Although consumer perception is different, plastic is crucial to all industries. Its presence in our everyday life, in the form of electrical appliances, containers, textile fibers, car parts, furniture or even construction and aeronautics (not to mention drivers licenses or credit cards), is oppressive.

For example, in Spain, the fourth largest economy in the euro zone after Germany, France and Italy, there are more than 3,700 chemical businesses, generating 10% of the country’s GDP and more than 500,000 jobs.

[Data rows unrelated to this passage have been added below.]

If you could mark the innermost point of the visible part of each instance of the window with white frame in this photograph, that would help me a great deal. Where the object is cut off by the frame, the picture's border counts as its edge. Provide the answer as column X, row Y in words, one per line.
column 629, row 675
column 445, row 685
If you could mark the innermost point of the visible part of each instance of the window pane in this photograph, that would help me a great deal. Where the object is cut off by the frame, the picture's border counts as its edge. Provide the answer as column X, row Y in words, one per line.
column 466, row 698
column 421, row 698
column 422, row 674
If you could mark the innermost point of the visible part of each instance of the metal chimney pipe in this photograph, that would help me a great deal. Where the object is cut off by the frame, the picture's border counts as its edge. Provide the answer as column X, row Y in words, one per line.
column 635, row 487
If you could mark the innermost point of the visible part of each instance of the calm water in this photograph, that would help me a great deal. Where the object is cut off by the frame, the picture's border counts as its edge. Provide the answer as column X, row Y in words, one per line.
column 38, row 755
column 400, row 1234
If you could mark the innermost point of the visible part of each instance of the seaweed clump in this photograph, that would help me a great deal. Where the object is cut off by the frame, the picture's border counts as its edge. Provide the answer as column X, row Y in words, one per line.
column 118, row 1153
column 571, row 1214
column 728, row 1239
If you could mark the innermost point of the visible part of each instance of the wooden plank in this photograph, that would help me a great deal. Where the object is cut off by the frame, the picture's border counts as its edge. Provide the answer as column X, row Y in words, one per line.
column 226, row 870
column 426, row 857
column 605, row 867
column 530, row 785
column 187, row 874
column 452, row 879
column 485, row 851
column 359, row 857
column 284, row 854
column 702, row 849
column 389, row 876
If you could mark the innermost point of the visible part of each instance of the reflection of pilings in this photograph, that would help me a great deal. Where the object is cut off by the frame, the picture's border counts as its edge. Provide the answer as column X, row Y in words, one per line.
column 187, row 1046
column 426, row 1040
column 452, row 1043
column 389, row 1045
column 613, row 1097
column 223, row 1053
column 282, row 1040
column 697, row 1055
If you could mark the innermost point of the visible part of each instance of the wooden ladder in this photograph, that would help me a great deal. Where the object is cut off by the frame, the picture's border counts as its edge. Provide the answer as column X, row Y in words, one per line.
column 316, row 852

The necessity to comply with the Reach norms and the new opportunities represented by organic plastics could help Europe to lead a new market, as promising for businesses as for consumers, even if the main beneficiary is the environment. Eco-effectiveness has begun to show its face.

Or, at least, this is the thinking of the most prestigious venture capitalists in the U.S., those responsible for- and beneficiaries of- the technology boom of the past decades in Silicon Valley.

Vinod Khosla, one of the most recognizable names in venture capital, is investing significantly in the so-called “greentech” or “cleantech”. If Khosla is doing it, say many, than we’re not talking about a passing trend.